For Immediate Release July 14, 1998


Making strategic investments in our people, especially our children, has been a critical component of my economic strategy from the start. Last year, we worked together on a bipartisan basis to open the doors of college, expanding Pell Grants and creating $1,500 Hope scholarships to advance the critical goal of making college universally available. This year, I have proposed strategic investments to improve and reform K-12 education by putting standards, accountability, and choice back into our public schools. My agenda reduces class size, modernizes schools, invests in technology, and puts an end to social promotion. These initiatives would help ensure that every eight-year-old can read, every 12-year-old can sign onto the Internet, and every 18-year-old can be ready for college.

That is why I am deeply concerned with the Labor/HHS appropriations bill that Congress is considering today. This legislation denies essential educational opportunities to young people across the country, and important training and job opportunities for all Americans.

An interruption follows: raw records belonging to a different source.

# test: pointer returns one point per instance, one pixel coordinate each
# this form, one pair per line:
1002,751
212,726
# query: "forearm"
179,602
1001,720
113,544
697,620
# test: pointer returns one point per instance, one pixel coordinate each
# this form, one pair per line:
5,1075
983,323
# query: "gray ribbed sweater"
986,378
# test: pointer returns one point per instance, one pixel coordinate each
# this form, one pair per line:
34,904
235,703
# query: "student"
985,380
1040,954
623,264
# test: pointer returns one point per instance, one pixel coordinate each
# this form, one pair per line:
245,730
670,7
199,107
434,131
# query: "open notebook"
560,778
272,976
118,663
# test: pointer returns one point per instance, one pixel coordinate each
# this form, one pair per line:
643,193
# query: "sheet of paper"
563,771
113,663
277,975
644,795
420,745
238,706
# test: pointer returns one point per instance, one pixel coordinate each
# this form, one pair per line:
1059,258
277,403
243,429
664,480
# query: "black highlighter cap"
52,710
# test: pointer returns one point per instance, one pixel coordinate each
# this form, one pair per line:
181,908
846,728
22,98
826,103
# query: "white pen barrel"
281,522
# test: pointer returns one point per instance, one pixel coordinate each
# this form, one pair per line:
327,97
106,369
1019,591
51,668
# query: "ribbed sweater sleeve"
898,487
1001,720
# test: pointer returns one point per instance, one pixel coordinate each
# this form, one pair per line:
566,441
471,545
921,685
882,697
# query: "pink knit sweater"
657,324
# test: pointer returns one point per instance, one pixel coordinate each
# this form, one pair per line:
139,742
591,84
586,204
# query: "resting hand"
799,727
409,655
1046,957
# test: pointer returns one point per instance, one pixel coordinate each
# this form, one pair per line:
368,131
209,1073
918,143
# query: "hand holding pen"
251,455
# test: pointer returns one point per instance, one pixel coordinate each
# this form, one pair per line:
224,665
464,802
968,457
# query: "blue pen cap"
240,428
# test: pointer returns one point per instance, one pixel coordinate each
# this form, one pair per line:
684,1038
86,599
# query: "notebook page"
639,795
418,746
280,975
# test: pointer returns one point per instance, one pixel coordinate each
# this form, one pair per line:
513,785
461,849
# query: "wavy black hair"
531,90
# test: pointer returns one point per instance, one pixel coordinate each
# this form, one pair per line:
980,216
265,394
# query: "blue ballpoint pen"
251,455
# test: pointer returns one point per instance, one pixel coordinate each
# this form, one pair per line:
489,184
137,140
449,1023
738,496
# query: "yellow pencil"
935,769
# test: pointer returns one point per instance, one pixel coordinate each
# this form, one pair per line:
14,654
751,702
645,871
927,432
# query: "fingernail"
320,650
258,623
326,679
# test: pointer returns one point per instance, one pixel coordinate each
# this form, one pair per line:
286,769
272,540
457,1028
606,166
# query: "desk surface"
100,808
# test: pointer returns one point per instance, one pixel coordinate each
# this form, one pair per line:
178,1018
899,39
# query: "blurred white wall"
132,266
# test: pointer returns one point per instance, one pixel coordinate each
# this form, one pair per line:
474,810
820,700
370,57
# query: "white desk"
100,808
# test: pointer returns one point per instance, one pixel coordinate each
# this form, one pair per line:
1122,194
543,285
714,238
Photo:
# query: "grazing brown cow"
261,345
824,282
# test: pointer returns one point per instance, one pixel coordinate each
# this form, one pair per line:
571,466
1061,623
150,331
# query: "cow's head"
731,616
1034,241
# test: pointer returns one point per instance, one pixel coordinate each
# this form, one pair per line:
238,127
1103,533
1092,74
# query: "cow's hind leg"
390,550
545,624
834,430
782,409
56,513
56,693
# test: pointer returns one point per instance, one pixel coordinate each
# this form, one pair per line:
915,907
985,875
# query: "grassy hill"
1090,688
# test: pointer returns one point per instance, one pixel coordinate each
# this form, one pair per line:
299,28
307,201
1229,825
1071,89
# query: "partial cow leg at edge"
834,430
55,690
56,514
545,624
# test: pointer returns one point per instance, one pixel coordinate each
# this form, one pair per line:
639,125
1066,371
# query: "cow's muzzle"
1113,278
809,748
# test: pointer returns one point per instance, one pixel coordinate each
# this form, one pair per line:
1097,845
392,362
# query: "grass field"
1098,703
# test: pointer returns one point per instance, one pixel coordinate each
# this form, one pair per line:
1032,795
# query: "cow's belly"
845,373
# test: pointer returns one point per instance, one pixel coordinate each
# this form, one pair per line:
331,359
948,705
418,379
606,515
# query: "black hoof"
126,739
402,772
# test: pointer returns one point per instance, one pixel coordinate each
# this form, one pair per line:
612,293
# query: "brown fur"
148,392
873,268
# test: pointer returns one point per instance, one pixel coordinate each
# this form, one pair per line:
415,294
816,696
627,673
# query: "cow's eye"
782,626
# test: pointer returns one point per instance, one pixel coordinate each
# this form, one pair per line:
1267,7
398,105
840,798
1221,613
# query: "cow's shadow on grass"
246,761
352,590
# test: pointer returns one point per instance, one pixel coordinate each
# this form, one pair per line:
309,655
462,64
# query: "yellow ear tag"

On balance, this bill fails to provide young Americans with the schooling and training that will be essential to their success as working adults, and to our success as a nation. The bill is fundamentally flawed. Overall, it cuts $2 billion from our request for education investment, short-changing initiatives on education reform, on raising educational achievement for our children, and on providing focused help for students who need it most. In addition, the bill fails to fund my childcare initiatives, eliminates current job training and other programs for low-income Americans, and has many other problems as well.

By turning their backs on America's young in this bill, the House Republicans are taking a step backward. I urge the Committee to provide the funds necessary for this bill to move America into the future, not backward. This bill shortchanges investments in education, and if it were sent to me in its current form, I would have no choice but to veto it.